Table 4 Summary of significant between-population map comparison results
Figure 2
figure 2

Population-specific comparisons of map interval lengths. The - log10(p-values) measuring map interval differences are plotted in chromosomal order, with chromosomes shown in alternating colors for clarity. The green line indicates the p = 0.05 significance threshold while the red line indicates the Bonferroni-corrected significance threshold.

Figure 3
figure 3

Chromosomal length comparisons between populations. The chromosomal lengths are depicted in different colors (red vs. blue) as shown in the legend. The chromosomal length is expressed in Haldane cM on the Y-axis, while the X-axis indicates chromosomes.

Several significant differences were identified when comparing the European and Chinese data. The European map was significantly longer than the Chinese map (European = 4,185 cM, Chinese = 4,036 cM, p = 7.29E-08); most chromosome maps were longer with chromosomes 4 and 14 being statistically significant (p = 0.04 and p = 1.47E-04, respectively); and one specific map interval was significantly longer in the European map (5.3 cM) compared with the Chinese map (1.7 cM): 8p: D8S1130-D8S1106 (p = 1.17E-05) (Table 4). An 8p inversion polymorphism has been previously reported at this map location[36].

We did not observe any significant map interval differences between the Hispanic and European maps after the correction for multiple testing. However, two chromosomes, chromosome 1 (p = 0.01) and the X chromosome (p = 0.01), showed significant differences in length. The chromosome 1 and X maps were 12% and 26% longer in Europeans than in Hispanics, respectively.
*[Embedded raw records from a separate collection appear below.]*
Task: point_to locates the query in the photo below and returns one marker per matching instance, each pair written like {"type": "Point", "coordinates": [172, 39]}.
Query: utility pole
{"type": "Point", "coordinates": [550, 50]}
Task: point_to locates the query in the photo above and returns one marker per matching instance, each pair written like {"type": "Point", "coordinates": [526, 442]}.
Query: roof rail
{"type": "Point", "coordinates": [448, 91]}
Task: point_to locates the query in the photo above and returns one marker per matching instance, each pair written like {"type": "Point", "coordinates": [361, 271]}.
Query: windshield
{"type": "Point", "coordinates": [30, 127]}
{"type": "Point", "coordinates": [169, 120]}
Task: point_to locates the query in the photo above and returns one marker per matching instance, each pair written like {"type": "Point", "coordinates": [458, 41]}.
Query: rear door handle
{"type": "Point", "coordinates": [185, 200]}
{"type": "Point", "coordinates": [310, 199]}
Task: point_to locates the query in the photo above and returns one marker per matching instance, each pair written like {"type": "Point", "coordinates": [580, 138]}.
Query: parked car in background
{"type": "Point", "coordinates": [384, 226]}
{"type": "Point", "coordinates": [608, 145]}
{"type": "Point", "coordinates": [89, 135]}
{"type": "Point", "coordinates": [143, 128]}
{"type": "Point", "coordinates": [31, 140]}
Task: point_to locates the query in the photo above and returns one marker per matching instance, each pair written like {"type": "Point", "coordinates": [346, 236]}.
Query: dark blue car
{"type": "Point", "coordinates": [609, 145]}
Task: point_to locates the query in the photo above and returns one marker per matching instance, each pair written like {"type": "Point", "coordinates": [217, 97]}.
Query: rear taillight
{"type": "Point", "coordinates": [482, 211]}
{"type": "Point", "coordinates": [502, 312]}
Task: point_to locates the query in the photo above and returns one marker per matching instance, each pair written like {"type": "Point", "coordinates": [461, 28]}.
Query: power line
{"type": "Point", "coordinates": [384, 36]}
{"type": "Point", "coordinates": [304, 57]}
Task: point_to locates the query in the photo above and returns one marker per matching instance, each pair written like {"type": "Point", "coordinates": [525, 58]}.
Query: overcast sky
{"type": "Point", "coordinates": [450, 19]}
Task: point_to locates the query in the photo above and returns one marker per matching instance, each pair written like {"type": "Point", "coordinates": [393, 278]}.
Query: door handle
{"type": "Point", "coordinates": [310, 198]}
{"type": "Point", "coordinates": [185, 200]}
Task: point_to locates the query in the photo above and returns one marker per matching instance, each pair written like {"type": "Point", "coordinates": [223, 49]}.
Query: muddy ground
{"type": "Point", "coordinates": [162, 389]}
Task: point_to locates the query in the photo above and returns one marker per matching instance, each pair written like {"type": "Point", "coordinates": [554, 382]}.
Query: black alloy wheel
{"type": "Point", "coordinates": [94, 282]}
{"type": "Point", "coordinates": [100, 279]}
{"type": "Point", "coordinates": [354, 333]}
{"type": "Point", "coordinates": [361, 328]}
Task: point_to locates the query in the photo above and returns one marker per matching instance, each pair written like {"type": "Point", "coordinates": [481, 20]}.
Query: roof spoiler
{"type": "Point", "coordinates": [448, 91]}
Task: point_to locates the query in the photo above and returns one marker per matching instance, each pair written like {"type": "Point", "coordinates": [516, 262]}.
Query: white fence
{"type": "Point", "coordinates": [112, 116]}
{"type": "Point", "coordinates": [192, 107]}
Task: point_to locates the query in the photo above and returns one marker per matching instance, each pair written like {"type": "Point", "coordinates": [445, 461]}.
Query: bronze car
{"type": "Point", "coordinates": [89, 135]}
The overall map length was also significantly different (European = 4,183 cM, Hispanic = 3,997 cM, p = 2.96E-05), with the European map about 5% longer than the Hispanic map (Table 4).

The Chinese and Hispanic samples were also compared with each other using the Weber set 10 markers. The smallest p-value was observed at the map interval D10S189-D10S1412 on chromosome 10, but it is not genome-wide significant (p = 0.26). For the map length comparisons, the difference was significant only for chromosome 14 (p = 0.04), where the Hispanic map was about 23% longer than the Chinese (Table 4). The overall Hispanic map was about 2% shorter than the Chinese map, which is not significant (Chinese = 4,063 cM, Hispanic = 3,997 cM, p = 0.19).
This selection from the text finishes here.